Los cerebros
No deja de ser curioso que en el cerebro, esa masa inconsistente que posee miles de millones de neuronas, sucedan tantos fenómenos. Que en esa materia perecedera capaz de procesar información y dominar las funciones corporales ocurran primeramente todos los actos en forma de ideas o maquinaciones. No deja de ser extraño que ese flan energizado protegido por el cráneo lleve a cabo funciones tan espinosas como la memoria, el pensamiento, las emociones y el lenguaje, y que tal mezcolanza funcional dé lugar a la conciencia donde se construyen, entre otras cosas, conceptos tan relativos como el bien y el mal. Sin embargo, y a pesar de que el pensamiento contemporáneo gira en torno al relativismo cultural, es a partir de cierta lectura del bien y el mal que en la experiencia comunitaria es posible diferenciar entre lo bueno y lo malo, considerados como prácticas que proporcionan o no bienestar a la sociedad. Y es claro que esa lectura, que en principio es individual, debe coincidir de alguna manera con lineamientos colectivos, porque todo se origina en las honduras cerebrales pero se ejecuta en la vida real.
Pero, ¿qué ocurre cuando una sociedad toma por costumbre individualizar únicamente las buenas ideas del cerebro? Sus generadores son considerados bienhechores, adalides que con nombres y apellidos toman lugares destacados en la sociedad; entre tanto, quienes fraguan la violación del bienestar comunitario no son particularizados, y se atrincheran en el anonimato como si formaran parte de una secta de intocables que arrasa implacablemente con todo lo que su ética les permite. Desde ahí llevan a cabo sus maniobras amparados por esa especie de maldición que se llama impunidad, propia de países como el nuestro, donde prevalecen la corrupción, la impotencia del sistema de justicia y la ilegalidad.
Son los cerebros que orquestaron en Colombia delitos que han quedado impunes. Los grandes conspiradores, los generadores de violencia. Los que ordenaron magnicidios, los que trazaron la suerte de periodistas y políticos, los que idearon ejecuciones extrajudiciales e interceptaciones ilegales. Los cerebros tras la muerte del general Uribe Uribe, de Jorge Eliécer Gaitán, Luis Carlos Galán, Carlos Pizarro, Bernardo Jaramillo, Jaime Garzón, Jaime Pardo Leal y Álvaro Gómez. Los cerebros tras los desfalcos millonarios al Estado, las cabezas que han movido las maquinarias de elección y reelección. Y ellos no han operado desde el monte, sino desde las entrañas mismas del sistema democrático.

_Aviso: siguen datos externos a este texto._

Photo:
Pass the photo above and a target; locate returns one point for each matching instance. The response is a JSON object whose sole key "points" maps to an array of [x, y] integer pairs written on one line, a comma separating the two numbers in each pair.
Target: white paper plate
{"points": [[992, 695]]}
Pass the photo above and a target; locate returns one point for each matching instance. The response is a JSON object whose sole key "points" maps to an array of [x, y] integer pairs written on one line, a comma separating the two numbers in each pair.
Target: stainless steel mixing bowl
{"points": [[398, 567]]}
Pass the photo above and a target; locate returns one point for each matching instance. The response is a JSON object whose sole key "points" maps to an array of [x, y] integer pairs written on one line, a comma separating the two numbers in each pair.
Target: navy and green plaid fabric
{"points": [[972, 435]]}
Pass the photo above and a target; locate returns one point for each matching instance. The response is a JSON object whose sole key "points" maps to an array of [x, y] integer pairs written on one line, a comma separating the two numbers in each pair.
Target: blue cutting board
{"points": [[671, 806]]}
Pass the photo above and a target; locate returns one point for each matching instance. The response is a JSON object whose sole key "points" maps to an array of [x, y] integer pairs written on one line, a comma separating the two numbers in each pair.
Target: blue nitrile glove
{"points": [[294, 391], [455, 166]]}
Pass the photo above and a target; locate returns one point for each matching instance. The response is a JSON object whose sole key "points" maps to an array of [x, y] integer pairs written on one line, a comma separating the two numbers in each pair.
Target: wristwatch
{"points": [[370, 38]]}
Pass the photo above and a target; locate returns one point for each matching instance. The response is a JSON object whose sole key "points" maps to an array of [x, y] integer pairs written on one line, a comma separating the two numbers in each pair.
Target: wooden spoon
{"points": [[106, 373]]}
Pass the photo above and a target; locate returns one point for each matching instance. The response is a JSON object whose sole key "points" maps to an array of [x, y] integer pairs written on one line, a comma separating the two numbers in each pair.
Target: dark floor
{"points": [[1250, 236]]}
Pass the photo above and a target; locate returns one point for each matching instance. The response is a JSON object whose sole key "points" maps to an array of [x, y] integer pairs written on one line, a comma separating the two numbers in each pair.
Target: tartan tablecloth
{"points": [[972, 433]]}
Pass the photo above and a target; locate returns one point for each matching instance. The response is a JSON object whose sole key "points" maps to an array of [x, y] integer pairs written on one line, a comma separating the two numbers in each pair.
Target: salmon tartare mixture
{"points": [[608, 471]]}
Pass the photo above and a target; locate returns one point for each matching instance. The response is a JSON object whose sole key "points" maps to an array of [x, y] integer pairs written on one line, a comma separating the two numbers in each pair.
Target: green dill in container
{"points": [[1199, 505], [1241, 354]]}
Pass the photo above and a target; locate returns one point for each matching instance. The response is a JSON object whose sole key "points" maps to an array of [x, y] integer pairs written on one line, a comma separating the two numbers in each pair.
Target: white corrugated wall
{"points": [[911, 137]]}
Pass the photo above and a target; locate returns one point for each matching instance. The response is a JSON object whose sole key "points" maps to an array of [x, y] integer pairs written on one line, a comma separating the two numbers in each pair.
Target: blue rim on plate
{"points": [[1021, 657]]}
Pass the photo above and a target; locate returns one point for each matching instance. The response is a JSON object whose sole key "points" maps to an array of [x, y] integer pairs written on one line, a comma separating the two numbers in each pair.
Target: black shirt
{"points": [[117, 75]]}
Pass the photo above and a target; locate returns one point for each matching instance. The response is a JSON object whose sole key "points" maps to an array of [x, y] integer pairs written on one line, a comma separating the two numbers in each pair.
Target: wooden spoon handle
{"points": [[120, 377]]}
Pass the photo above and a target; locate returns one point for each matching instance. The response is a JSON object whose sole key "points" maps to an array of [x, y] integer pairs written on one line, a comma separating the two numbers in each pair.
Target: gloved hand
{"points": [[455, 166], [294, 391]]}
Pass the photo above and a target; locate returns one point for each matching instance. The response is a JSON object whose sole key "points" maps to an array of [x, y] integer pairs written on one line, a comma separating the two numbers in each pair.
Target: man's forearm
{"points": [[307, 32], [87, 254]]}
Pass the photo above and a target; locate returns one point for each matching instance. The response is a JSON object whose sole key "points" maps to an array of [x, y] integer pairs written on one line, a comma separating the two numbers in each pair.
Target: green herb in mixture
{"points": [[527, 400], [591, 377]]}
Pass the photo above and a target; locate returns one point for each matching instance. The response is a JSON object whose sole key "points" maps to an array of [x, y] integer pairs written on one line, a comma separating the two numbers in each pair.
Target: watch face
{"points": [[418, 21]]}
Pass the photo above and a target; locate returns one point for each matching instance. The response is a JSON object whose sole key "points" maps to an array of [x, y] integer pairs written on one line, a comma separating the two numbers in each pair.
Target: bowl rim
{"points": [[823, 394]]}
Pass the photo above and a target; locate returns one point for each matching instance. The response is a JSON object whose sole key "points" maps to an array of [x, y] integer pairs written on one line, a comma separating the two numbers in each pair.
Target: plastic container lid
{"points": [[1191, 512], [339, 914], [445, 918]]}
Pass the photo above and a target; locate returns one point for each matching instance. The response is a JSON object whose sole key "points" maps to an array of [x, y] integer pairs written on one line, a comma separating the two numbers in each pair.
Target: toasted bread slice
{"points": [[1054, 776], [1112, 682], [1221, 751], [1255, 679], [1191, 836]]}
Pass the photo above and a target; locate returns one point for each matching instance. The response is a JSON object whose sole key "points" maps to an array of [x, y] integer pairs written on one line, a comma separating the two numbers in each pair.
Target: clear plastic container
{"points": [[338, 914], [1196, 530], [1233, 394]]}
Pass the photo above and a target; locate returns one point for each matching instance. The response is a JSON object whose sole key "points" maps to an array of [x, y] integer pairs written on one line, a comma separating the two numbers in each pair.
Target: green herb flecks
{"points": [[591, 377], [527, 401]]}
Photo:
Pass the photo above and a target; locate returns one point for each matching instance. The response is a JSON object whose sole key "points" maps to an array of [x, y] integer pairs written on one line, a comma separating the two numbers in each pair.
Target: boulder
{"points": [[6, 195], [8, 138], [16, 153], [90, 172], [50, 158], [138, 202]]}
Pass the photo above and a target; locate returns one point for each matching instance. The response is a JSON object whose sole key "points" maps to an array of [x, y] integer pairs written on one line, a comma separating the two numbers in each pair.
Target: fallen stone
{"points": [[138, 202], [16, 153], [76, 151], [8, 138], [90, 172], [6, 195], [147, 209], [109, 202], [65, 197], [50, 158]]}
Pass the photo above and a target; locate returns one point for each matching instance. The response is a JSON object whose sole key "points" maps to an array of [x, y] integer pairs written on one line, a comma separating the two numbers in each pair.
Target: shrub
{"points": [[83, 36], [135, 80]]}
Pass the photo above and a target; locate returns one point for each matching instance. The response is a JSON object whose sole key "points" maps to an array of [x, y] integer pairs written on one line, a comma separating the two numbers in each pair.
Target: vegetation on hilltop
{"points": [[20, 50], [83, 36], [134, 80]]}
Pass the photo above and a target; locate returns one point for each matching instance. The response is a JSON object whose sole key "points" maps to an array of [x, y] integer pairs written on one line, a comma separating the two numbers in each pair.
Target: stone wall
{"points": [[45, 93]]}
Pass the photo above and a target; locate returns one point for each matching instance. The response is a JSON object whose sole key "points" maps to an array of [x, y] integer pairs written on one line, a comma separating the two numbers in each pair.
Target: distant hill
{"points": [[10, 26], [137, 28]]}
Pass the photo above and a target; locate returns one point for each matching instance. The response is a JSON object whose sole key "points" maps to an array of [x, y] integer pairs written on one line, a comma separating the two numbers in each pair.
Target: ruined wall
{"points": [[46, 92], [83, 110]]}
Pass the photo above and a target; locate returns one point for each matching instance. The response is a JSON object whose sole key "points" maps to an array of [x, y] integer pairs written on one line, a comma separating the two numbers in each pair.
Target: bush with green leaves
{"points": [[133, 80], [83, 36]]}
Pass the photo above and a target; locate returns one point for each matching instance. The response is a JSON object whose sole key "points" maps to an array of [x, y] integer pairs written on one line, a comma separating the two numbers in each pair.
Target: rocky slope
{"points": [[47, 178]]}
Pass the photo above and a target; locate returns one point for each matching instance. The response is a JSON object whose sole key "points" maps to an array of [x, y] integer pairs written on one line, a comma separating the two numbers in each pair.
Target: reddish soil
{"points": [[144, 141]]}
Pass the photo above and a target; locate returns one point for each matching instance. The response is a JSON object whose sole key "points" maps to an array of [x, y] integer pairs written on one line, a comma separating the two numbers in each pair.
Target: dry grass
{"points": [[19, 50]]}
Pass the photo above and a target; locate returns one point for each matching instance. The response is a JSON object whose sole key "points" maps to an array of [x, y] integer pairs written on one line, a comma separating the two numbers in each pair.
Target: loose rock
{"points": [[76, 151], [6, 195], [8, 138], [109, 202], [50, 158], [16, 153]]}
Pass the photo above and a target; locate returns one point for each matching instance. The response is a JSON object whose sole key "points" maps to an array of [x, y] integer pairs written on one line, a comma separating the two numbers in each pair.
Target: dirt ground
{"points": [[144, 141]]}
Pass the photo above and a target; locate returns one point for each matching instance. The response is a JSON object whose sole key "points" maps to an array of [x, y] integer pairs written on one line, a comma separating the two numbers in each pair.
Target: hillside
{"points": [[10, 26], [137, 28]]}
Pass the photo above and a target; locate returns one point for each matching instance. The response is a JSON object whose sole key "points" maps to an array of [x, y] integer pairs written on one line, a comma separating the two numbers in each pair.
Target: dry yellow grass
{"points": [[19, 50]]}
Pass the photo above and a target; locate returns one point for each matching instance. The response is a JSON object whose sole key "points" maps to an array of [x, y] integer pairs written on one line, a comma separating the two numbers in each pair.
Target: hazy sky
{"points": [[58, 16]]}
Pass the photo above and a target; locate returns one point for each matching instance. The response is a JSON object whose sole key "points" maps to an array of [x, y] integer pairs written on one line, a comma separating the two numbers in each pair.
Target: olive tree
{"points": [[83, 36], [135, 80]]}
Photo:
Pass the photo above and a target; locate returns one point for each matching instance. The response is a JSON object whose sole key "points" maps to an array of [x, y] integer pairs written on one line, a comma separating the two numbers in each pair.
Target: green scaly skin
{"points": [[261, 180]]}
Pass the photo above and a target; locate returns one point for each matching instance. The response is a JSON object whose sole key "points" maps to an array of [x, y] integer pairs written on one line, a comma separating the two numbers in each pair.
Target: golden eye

Por eso resultan inquietantes las recientes declaraciones del general Jorge E. Mora: “Si logramos ese paso de las armas a la política quiere decir que las Farc se incorporan al sistema democrático colombiano que antes combatían, y si es así, bienvenidos a la sociedad colombiana, y bienvenidos a la vida política colombiana”. Sabemos que es un gran reto y no solo para las Farc, porque la paz no será duradera mientras los cerebros gestores de los terribles sucesos que conforman el repertorio de grandes procesos judiciales irresueltos permanezcan sin castigo. Como dice el refrán: “la culebra se mata por la cabeza”.